Norepinephrine
Norepinephrine bitartrate
Brand names:Levophed
A potent alpha-1 and beta-1 adrenergic agonist used as the first-line vasopressor for septic shock, distributive shock, and refractory hypotension from various causes. Norepinephrine increases vascular tone and modestly increases cardiac output, raising mean arterial pressure to support organ perfusion. The Surviving Sepsis Campaign designates norepinephrine as the initial vasopressor of choice.
Pharmacology and Actions
Strong alpha-1 adrenergic agonism produces peripheral vasoconstriction, increasing systemic vascular resistance. Moderate beta-1 agonism increases heart rate and myocardial contractility. The net effect is increased mean arterial pressure with maintained or increased cardiac output. Less tachycardia and arrhythmogenic effect than dopamine or epinephrine at equivalent vasopressor doses.
Indications
- Septic shock not responding to fluid resuscitation alone (first-line vasopressor)

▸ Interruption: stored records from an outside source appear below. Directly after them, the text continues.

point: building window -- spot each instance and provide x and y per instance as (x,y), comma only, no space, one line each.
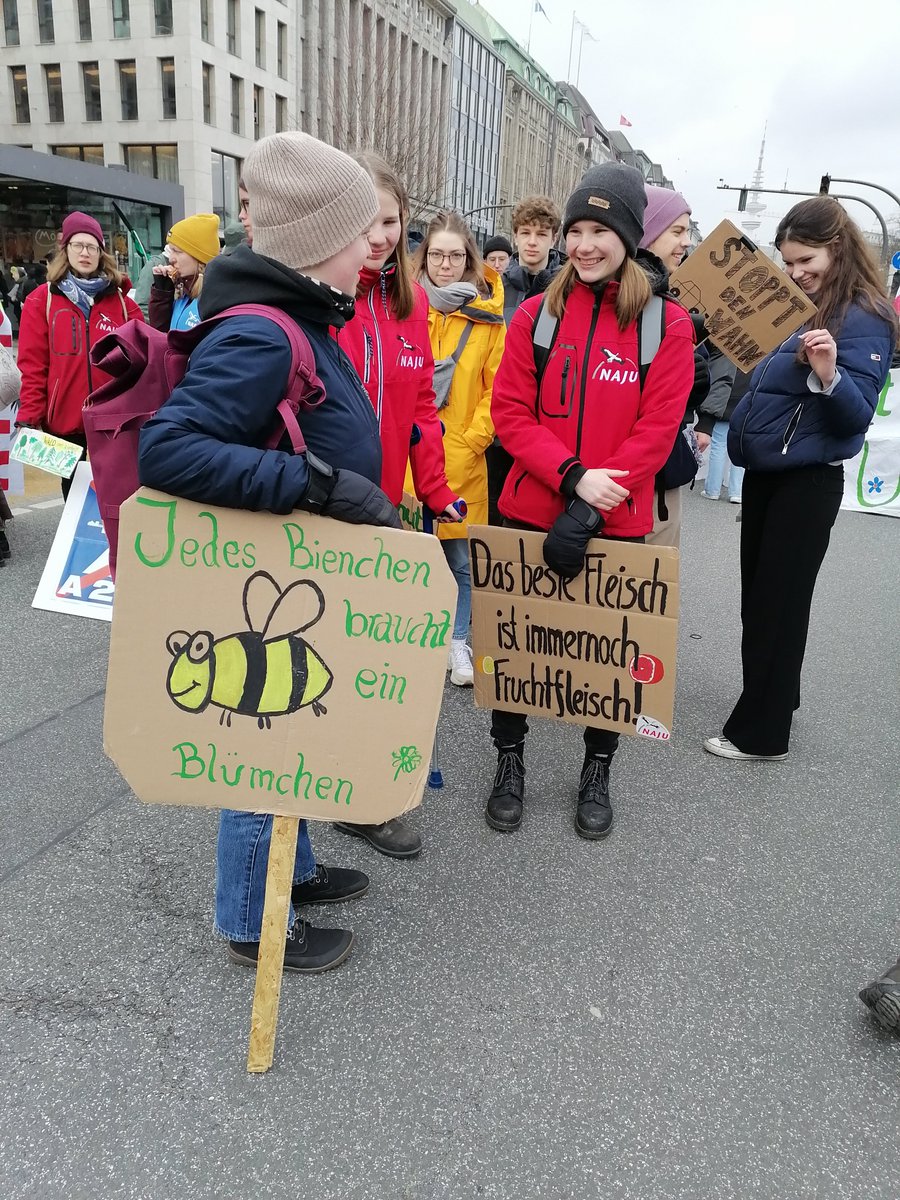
(53,82)
(45,21)
(259,27)
(209,97)
(129,89)
(93,155)
(19,94)
(11,22)
(121,18)
(167,83)
(237,105)
(84,21)
(233,19)
(90,82)
(226,173)
(282,49)
(163,17)
(156,162)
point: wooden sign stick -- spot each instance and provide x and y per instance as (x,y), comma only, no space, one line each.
(270,967)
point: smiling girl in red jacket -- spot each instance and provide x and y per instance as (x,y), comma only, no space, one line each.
(388,342)
(587,443)
(82,301)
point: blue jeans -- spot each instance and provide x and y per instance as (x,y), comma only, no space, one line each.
(456,551)
(241,863)
(718,462)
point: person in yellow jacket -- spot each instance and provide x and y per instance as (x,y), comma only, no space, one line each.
(467,333)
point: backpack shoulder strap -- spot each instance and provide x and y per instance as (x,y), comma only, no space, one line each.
(544,335)
(651,331)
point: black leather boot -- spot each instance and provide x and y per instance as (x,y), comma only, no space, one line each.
(593,816)
(507,798)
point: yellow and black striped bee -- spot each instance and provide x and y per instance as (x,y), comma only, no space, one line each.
(268,671)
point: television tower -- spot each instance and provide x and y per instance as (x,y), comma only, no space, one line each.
(755,204)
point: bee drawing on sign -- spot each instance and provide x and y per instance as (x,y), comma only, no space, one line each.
(267,671)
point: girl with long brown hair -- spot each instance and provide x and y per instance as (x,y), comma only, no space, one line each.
(808,408)
(388,343)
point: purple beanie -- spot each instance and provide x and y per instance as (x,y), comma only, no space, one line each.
(664,207)
(79,222)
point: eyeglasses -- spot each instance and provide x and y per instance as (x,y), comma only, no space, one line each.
(457,257)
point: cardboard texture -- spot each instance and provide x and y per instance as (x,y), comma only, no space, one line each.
(276,664)
(749,305)
(599,649)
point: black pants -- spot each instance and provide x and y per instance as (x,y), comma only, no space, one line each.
(79,439)
(510,729)
(785,529)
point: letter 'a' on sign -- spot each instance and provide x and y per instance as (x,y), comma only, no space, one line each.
(288,665)
(599,649)
(748,303)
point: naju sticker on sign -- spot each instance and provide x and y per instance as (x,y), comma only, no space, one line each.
(599,649)
(291,665)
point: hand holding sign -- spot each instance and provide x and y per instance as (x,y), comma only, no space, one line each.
(821,353)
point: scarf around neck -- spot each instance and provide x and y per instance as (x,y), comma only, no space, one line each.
(450,298)
(83,292)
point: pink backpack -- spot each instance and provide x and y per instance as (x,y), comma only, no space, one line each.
(145,366)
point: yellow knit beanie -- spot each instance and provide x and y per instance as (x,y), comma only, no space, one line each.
(198,237)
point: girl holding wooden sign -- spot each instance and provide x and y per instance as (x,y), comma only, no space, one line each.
(808,408)
(588,427)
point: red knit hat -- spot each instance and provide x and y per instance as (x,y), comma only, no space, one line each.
(79,222)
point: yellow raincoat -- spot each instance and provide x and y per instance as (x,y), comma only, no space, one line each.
(468,430)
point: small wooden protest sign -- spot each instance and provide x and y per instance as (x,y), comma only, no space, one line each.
(749,305)
(291,665)
(599,649)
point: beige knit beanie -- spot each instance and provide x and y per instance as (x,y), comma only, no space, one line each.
(307,201)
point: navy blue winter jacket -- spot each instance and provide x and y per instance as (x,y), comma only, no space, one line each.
(781,424)
(208,441)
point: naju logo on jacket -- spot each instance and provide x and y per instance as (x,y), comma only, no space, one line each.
(409,355)
(615,369)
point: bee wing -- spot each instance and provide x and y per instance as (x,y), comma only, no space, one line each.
(261,598)
(298,607)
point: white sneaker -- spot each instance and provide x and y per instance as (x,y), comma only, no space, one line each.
(725,749)
(461,672)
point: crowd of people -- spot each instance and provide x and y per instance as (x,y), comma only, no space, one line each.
(469,376)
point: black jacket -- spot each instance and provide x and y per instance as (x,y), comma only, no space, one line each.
(207,442)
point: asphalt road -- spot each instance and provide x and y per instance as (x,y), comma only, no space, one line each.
(671,1013)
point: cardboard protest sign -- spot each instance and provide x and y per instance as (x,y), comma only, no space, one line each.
(599,649)
(277,664)
(76,579)
(34,448)
(871,480)
(749,305)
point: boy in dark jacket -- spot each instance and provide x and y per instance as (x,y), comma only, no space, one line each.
(311,209)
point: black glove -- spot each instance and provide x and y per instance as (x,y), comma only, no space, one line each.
(569,535)
(346,496)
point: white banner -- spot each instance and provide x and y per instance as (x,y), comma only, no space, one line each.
(871,480)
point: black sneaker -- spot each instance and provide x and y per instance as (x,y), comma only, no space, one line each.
(593,816)
(396,839)
(330,885)
(882,996)
(306,949)
(507,798)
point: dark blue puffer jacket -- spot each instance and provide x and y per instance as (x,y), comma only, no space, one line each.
(780,424)
(208,441)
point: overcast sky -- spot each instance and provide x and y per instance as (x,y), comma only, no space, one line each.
(700,78)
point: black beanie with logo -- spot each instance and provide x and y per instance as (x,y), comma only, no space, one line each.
(612,195)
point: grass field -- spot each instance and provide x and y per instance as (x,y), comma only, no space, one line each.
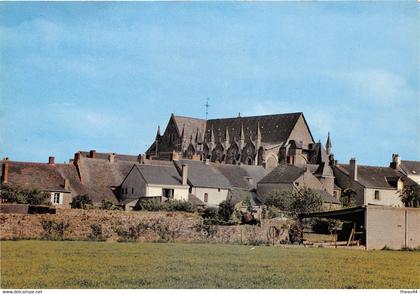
(43,264)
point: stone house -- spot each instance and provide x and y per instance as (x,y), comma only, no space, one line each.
(372,184)
(155,181)
(44,177)
(291,178)
(206,182)
(409,168)
(258,140)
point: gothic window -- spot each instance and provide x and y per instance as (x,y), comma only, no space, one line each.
(205,151)
(218,154)
(190,151)
(260,156)
(232,154)
(248,154)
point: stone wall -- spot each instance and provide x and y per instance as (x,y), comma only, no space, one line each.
(177,226)
(392,227)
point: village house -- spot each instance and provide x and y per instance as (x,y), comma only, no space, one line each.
(44,177)
(258,140)
(163,182)
(372,184)
(206,182)
(243,180)
(291,178)
(409,168)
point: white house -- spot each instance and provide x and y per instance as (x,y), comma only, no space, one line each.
(153,181)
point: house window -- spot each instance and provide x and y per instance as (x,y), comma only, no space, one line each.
(56,198)
(168,193)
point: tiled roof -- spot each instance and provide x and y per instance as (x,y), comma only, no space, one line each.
(160,175)
(105,155)
(375,176)
(241,176)
(239,195)
(283,173)
(201,174)
(195,201)
(31,175)
(274,128)
(411,166)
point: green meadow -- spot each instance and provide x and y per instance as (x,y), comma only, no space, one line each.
(48,264)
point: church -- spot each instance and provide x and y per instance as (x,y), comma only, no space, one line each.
(266,140)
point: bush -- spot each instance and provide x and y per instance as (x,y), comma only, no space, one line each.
(178,205)
(293,203)
(149,205)
(81,201)
(54,230)
(225,211)
(14,194)
(296,233)
(96,234)
(133,232)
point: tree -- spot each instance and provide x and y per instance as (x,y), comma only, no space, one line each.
(348,198)
(226,208)
(304,200)
(247,202)
(81,201)
(410,196)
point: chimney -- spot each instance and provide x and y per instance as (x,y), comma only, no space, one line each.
(66,185)
(396,161)
(92,153)
(77,157)
(5,171)
(353,169)
(184,174)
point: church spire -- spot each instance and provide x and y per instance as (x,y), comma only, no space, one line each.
(227,140)
(158,133)
(258,135)
(328,145)
(242,137)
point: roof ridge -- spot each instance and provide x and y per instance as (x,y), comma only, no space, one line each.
(264,115)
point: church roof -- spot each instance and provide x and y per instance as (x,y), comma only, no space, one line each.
(201,174)
(376,176)
(242,176)
(284,173)
(274,128)
(190,125)
(160,174)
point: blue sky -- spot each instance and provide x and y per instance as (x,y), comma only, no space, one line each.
(81,76)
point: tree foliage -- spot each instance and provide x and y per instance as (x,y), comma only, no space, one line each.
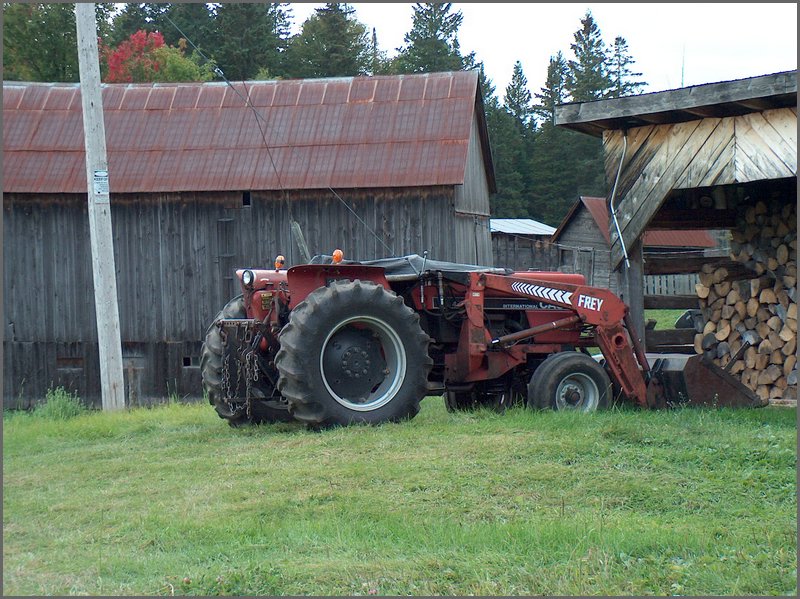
(554,91)
(145,58)
(248,38)
(40,42)
(624,80)
(432,44)
(588,72)
(332,43)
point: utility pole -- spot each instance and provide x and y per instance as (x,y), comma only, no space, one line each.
(103,269)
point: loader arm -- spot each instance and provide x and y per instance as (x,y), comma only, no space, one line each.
(613,329)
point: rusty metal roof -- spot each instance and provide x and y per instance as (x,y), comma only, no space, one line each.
(598,209)
(383,131)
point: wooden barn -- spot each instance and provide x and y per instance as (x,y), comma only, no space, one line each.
(724,156)
(202,184)
(583,243)
(522,244)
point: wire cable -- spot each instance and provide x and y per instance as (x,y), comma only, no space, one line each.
(259,117)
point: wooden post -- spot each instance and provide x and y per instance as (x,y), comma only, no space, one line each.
(103,270)
(631,286)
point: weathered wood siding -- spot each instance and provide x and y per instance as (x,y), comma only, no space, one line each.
(472,205)
(523,253)
(175,257)
(583,249)
(702,153)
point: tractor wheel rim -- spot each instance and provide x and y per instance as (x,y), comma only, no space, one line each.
(577,391)
(335,364)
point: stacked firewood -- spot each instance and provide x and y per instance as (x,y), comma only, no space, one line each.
(750,314)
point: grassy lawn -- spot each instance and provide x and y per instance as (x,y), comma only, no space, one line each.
(171,500)
(665,319)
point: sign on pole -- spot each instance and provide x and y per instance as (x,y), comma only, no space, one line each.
(103,270)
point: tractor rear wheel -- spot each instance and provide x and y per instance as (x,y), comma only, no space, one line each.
(211,367)
(353,352)
(569,381)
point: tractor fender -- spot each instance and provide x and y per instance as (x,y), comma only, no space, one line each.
(305,278)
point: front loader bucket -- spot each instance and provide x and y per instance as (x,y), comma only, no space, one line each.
(681,380)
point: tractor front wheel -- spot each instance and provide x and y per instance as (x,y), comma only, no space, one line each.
(353,352)
(569,381)
(212,359)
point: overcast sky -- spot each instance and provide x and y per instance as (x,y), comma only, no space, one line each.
(674,45)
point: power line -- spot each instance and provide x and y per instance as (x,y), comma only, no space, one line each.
(259,117)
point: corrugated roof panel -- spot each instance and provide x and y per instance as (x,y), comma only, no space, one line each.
(381,123)
(12,96)
(683,238)
(135,98)
(236,95)
(286,95)
(59,98)
(180,124)
(362,89)
(322,161)
(229,123)
(160,98)
(310,94)
(112,97)
(344,167)
(356,123)
(18,131)
(261,95)
(437,88)
(373,142)
(34,97)
(411,88)
(304,130)
(211,96)
(464,85)
(185,96)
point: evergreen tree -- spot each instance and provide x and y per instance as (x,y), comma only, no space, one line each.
(40,42)
(623,82)
(250,39)
(518,98)
(588,72)
(554,91)
(332,43)
(432,44)
(136,17)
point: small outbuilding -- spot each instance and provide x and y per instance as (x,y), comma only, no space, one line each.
(584,246)
(721,156)
(522,244)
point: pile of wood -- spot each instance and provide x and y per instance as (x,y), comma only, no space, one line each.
(750,316)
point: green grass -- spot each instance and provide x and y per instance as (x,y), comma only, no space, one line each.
(665,319)
(170,500)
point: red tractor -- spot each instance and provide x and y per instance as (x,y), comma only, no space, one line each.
(338,342)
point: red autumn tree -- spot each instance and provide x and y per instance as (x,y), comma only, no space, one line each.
(144,58)
(134,61)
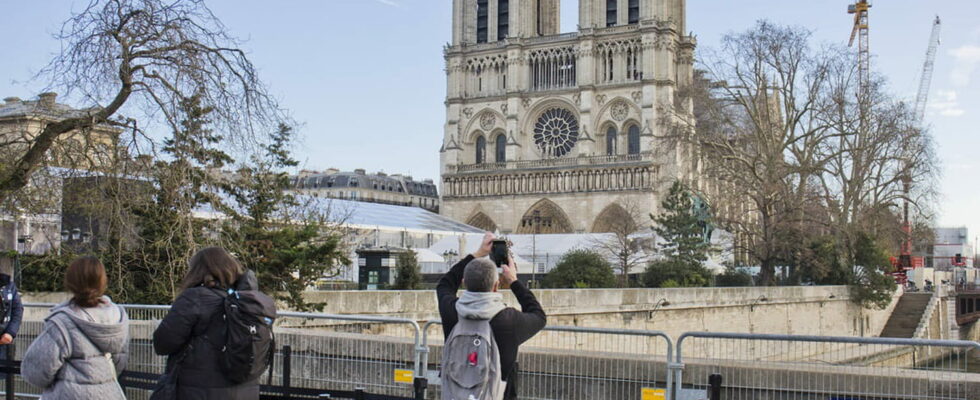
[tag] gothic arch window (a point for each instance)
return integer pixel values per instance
(482, 20)
(614, 218)
(611, 140)
(633, 137)
(481, 150)
(611, 13)
(634, 11)
(482, 221)
(544, 217)
(503, 16)
(500, 148)
(556, 132)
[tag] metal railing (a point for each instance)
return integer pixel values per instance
(390, 357)
(325, 351)
(570, 362)
(754, 366)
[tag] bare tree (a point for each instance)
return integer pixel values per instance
(790, 149)
(624, 243)
(143, 57)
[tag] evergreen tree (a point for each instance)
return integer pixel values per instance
(580, 269)
(682, 245)
(682, 237)
(289, 242)
(409, 275)
(169, 231)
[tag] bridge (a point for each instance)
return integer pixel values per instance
(379, 357)
(967, 303)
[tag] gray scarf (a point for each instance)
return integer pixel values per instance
(479, 305)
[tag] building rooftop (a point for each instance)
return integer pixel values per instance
(44, 106)
(366, 215)
(359, 179)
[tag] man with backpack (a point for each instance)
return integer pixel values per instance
(482, 334)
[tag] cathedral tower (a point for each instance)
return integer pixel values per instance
(554, 132)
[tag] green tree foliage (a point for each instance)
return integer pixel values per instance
(289, 243)
(409, 274)
(169, 231)
(678, 228)
(682, 245)
(580, 269)
(733, 277)
(666, 273)
(869, 284)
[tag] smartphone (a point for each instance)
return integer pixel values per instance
(499, 253)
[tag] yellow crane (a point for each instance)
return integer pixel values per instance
(860, 31)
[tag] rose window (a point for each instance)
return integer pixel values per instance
(556, 132)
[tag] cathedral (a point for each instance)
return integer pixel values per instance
(550, 132)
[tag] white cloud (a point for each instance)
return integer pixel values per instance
(946, 104)
(966, 60)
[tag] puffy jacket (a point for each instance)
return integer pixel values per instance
(68, 359)
(195, 320)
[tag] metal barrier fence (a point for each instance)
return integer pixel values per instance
(760, 366)
(571, 363)
(327, 352)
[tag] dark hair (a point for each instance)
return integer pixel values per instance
(212, 267)
(86, 281)
(480, 275)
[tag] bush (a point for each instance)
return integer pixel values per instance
(666, 273)
(580, 269)
(733, 277)
(409, 274)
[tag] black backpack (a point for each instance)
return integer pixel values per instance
(249, 343)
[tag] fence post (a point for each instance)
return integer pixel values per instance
(287, 355)
(9, 378)
(715, 381)
(420, 385)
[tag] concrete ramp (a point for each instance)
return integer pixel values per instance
(906, 316)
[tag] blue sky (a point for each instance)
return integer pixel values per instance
(366, 80)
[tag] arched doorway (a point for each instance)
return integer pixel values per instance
(614, 218)
(544, 217)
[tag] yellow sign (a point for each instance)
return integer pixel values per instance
(653, 394)
(404, 376)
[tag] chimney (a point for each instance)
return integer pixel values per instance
(47, 99)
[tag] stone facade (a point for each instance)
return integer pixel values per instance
(561, 128)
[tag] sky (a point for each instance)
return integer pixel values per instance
(366, 81)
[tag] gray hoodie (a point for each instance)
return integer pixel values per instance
(479, 305)
(68, 359)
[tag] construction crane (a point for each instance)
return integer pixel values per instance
(860, 31)
(905, 260)
(926, 81)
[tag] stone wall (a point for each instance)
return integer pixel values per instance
(812, 310)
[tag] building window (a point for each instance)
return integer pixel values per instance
(611, 141)
(481, 150)
(633, 137)
(503, 19)
(634, 11)
(482, 10)
(501, 148)
(611, 12)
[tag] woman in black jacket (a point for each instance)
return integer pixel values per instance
(195, 316)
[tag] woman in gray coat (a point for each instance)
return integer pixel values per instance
(83, 346)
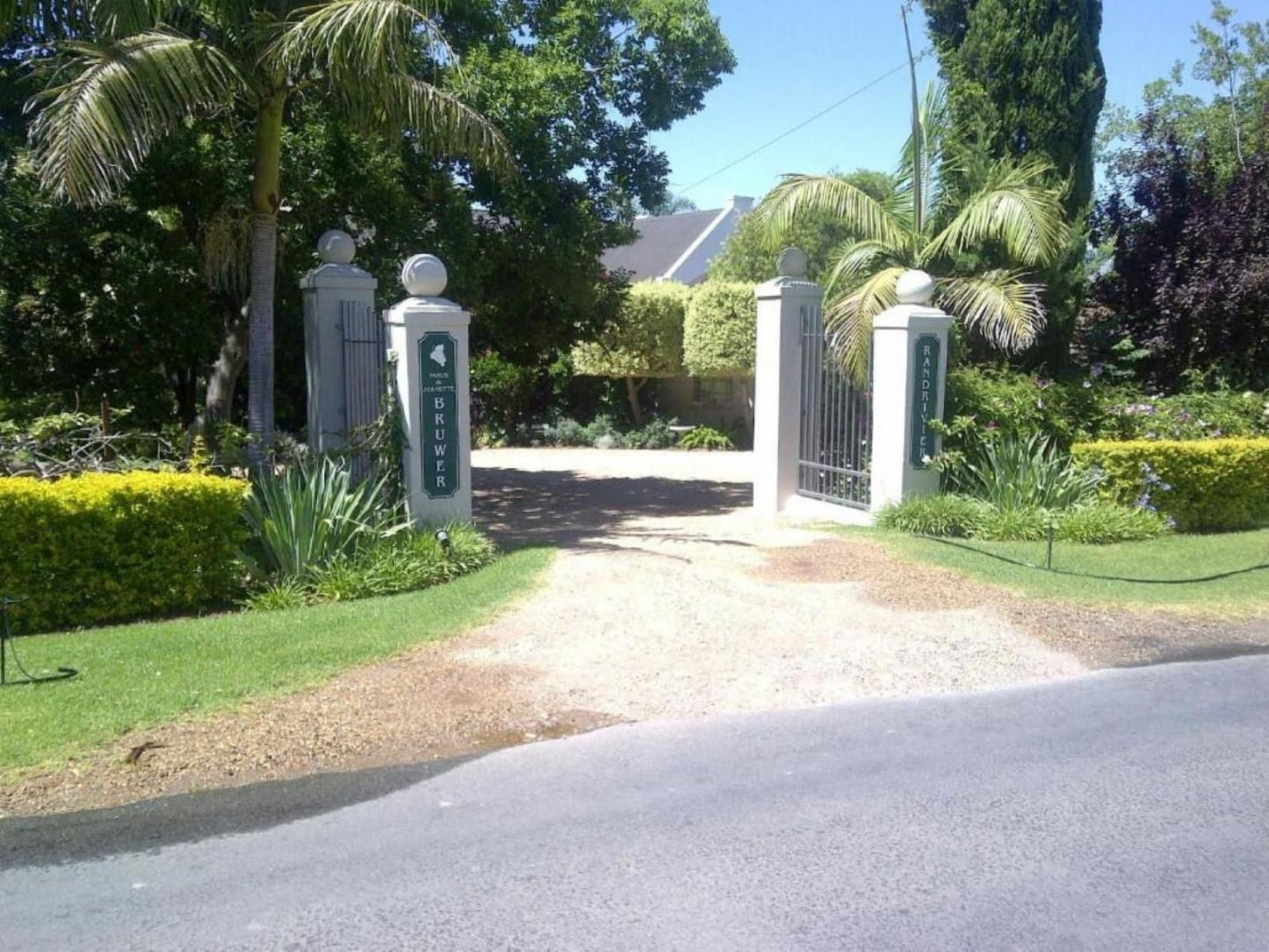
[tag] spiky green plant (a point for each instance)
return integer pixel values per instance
(1015, 213)
(133, 73)
(307, 516)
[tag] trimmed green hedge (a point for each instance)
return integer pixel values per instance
(105, 547)
(720, 333)
(1202, 484)
(645, 341)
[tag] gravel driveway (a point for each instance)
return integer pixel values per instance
(669, 598)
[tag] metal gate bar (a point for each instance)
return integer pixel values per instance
(835, 436)
(364, 358)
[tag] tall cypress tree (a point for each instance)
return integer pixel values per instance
(1024, 76)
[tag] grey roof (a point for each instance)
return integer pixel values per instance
(661, 242)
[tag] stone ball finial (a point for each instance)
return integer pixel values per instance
(915, 288)
(424, 276)
(790, 263)
(336, 247)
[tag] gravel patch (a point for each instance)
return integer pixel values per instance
(670, 599)
(1098, 636)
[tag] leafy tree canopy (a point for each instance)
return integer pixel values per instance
(575, 87)
(1228, 126)
(1191, 279)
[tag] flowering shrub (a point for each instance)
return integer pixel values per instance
(1208, 484)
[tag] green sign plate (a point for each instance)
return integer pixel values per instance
(926, 400)
(438, 416)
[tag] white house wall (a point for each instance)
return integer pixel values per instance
(693, 263)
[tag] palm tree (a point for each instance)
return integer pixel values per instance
(148, 68)
(1014, 214)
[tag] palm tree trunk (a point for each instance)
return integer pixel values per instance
(632, 390)
(265, 199)
(222, 377)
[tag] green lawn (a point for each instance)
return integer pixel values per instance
(139, 675)
(1169, 558)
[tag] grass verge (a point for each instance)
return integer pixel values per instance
(1172, 558)
(140, 675)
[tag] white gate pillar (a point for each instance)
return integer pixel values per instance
(429, 338)
(910, 350)
(330, 291)
(782, 307)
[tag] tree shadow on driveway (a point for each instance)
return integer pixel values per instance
(576, 510)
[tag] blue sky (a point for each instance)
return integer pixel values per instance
(796, 57)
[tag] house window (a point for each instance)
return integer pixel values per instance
(715, 393)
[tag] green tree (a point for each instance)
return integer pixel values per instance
(142, 71)
(1222, 130)
(750, 253)
(1015, 213)
(1024, 77)
(644, 342)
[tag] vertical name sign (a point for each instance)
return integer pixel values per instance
(438, 399)
(926, 400)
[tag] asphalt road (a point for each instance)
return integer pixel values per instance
(1128, 810)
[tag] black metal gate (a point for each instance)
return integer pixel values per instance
(835, 442)
(364, 359)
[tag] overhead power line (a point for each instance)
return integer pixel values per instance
(802, 125)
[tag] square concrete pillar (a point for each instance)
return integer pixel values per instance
(333, 293)
(782, 308)
(428, 334)
(910, 352)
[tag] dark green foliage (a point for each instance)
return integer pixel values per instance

- Distributive shock from anaphylaxis (second-line after epinephrine)
- Neurogenic shock
- Post-cardiac arrest hypotension
- Refractory hypotension during anesthesia
- Cardiogenic shock with hypotension (adjunct to inotrope therapy)
Absolute Contraindications
- Profound hypovolemia (treat volume deficit first; norepinephrine in hypovolemic shock causes severe vasoconstriction without circulating volume to support)
- Mesenteric or peripheral vascular thrombosis
- Concurrent cyclopropane or halothane anesthesia (legacy contraindication, agents largely obsolete)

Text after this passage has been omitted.